International health organizations offer conflicting guidance on postpartum cardiovascular monitoring. The European Society of Cardiology and the American College of Obstetricians and Gynecologists recommend different approaches, creating inconsistency in care. Many women who experience complicated pregnancies receive no systematic follow-up screening for heart disease risk. The window of opportunity—when pregnancy has revealed vulnerability—closes without intervention.
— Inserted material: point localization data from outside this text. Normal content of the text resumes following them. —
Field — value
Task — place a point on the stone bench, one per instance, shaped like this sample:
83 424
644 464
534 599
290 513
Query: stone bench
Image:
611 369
The review's authors call for a fundamental restructuring of how medicine approaches women's cardiovascular health. They advocate for specialized women's health clinics that provide early, continuous monitoring after complicated pregnancies, with explicit focus on cardiac risk. They demand that reproductive-age women be included in future cardiovascular research. They argue that pregnancy itself should be recognized as a screening tool, a moment when hidden vulnerabilities surface and can be addressed before they become life-threatening.
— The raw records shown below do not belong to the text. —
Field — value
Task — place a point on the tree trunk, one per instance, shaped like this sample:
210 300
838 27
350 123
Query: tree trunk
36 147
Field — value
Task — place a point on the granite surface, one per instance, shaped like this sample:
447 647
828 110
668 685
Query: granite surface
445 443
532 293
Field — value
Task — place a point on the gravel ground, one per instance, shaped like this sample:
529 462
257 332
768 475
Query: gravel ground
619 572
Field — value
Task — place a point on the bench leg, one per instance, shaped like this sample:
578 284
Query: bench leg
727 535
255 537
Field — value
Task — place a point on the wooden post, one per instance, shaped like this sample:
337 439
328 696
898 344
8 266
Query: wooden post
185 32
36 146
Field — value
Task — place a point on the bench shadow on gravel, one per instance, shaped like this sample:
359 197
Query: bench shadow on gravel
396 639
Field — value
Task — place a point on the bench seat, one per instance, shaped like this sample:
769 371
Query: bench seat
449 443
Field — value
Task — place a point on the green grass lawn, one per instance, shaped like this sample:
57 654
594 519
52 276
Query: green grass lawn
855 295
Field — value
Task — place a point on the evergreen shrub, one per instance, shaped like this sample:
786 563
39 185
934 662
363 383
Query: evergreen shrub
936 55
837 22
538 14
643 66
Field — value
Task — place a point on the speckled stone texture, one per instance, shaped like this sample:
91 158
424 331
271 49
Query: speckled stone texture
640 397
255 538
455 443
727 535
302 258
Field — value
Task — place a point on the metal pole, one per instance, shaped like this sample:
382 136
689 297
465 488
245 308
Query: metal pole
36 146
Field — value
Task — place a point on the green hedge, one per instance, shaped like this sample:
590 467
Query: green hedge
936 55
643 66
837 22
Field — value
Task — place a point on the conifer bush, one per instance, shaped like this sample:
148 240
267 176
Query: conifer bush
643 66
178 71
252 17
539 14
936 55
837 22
Pregnancy, in other words, is not just a reproductive event. It is a window into a woman's cardiovascular future—one that medicine has been looking through without really seeing.
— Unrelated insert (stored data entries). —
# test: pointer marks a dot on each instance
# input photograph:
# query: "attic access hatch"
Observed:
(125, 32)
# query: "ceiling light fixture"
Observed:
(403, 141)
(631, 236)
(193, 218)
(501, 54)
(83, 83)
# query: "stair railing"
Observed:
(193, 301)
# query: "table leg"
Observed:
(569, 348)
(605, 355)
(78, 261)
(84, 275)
Pregnancy requires major physiological adaptation, and failure to adapt may lead to life-threatening consequences
— Review findings in npj Cardiovascular Health
Current medical guidelines fail to offer a unified approach for postpartum cardiovascular monitoring
— Review authors' conclusion
La Conversación del Hearth Otra perspectiva de la historia
Inventor

Why does pregnancy act as a stress test? What's actually happening in the body?

Model

During pregnancy, a woman's heart has to pump more blood, her blood vessels relax and dilate, and her hormones shift dramatically. It's nine months of sustained cardiovascular demand. If a woman's body can't adapt to that stress, it reveals weaknesses that might otherwise stay hidden for years.

Inventor

So preeclampsia isn't just a pregnancy problem—it's a prediction?

Model

Exactly. It's a signal that something went wrong with how her cardiovascular system adapted. And that same vulnerability doesn't disappear after the baby is born. Women with preeclampsia have a fourfold higher risk of heart failure later. The pregnancy revealed a flaw in the system.

Inventor

But doctors aren't screening for this after pregnancy ends?

Model

Not consistently. Guidelines differ between countries and organizations. Many women walk out of the hospital after delivery with no plan for cardiac follow-up, even though they've just shown signs of future heart disease.

Inventor

Why are women so underrepresented in the research that would help them?

Model

Historically, researchers excluded pregnant and reproductive-age women from cardiovascular trials because of concerns about birth defects. So medicine built its knowledge base on older men and postmenopausal women. Now we're left with a gap—we don't fully understand how younger women's hearts work.

Inventor

What would change if specialized clinics existed?

Model

Women with complicated pregnancies could be monitored continuously, their cardiovascular risk tracked and managed before it becomes a crisis. You'd catch heart disease early, when it's preventable. Right now, that window closes the moment they leave the hospital.

Inventor

Is this a problem that's easy to solve?

Model

Not easy, but clear. It requires research funding, clinical infrastructure, and a shift in how medicine thinks about pregnancy—not as an isolated event, but as a diagnostic moment that shapes decades of health.